Lee And Kirby: The Wonder Years
by Mark Alexander
Author Mark Alexander (RIP) even outright admits at one point in this authoritative tome that some parts of the Stan Lee and Jack Kirby story have been told so many times that it's impossible to add anything new. And for the most part it's true: Alexander's colleagues at Twomorrows publish the monthly Kirby Collector, which tirelessly tells "King" Kirby's side of the story, while Stan Lee has no less than the Marvel Comics machine endlessly giving traction to his version of events. Hell, Michael Chabon's breakthrough novel Kavalier and Klay pilfered large chunks of the sad sage of Lee 'n' Kirby for its titular characters. On the other hand, if there was a story that needs to be told again, especially in the Twomorrows style of combining diligent research with a metric ton of original artwork culled from collectors all over the world, it's this one.

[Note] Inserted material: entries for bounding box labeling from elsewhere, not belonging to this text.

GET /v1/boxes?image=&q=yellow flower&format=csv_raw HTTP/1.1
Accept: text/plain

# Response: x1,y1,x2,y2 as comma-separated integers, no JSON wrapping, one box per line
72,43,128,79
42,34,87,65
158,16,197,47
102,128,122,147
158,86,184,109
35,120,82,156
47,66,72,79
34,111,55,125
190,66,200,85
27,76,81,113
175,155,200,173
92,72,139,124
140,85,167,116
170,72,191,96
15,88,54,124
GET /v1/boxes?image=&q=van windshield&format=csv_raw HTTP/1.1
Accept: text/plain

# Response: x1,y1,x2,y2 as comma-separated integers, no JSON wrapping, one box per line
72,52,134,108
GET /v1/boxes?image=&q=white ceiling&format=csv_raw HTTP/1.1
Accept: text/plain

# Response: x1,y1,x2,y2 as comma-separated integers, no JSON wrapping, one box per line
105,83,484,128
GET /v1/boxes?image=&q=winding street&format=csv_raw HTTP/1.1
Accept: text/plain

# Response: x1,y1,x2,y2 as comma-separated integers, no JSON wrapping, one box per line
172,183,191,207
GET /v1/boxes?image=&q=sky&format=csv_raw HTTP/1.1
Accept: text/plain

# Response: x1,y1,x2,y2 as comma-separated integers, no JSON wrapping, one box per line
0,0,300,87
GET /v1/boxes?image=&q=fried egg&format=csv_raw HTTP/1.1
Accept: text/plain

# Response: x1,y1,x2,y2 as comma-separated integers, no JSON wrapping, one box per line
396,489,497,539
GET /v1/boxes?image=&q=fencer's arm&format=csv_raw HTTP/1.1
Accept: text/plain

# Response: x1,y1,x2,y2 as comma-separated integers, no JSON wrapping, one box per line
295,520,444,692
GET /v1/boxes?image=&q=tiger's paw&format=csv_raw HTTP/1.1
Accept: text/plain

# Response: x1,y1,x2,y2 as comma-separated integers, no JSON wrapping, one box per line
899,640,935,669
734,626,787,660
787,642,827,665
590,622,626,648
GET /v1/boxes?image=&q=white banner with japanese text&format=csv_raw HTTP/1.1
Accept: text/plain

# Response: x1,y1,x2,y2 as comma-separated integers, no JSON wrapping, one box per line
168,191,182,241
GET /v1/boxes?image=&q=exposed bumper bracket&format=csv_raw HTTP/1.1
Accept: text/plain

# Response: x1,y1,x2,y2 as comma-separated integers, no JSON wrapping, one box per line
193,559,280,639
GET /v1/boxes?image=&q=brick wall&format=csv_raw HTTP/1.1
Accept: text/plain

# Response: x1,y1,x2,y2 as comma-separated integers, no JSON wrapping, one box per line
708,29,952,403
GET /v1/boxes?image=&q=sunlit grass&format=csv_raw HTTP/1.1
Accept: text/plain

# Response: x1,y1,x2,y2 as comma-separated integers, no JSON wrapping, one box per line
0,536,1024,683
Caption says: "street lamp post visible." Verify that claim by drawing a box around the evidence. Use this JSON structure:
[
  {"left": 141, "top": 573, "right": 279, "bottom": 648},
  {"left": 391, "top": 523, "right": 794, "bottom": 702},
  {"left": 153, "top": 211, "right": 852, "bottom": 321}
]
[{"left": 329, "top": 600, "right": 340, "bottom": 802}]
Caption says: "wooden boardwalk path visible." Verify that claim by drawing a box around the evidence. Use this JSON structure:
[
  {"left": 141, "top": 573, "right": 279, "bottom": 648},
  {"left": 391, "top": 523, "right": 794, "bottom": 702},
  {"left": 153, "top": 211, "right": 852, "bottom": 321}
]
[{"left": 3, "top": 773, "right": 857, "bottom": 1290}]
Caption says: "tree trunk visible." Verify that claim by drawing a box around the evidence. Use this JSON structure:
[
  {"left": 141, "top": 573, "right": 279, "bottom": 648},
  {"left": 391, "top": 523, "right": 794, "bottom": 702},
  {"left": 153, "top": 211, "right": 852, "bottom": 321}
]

The tempestuous partnership of writer/hypeman Stan Lee and extraordinary artist Jack Kirby gave birth to a Marvel Comics "universe" whose jointly-created characters are still the cornerstone of Marvel Comics, some fifty years after Fantastic Four #1 hit the newsstands. The aforementioned Fantastic Four was the fullest flowering of that collaboration, and their nine-year run is the focus of The Wonder Years. Throughout The Wonder Years, the focus is laserlike -- on the two's work on Fantastic Four as a comic book empire steadily builds up around them, and on their own relationship as it crumbles to dust.
Y'know, come to think of it, the side you take in this fractured alliance tells a lot about the kind of person you are; it's a popular culture Rorschach test along the lines of the Beatles vs. Stones debates. The Wonder Years is great ammo for both sides.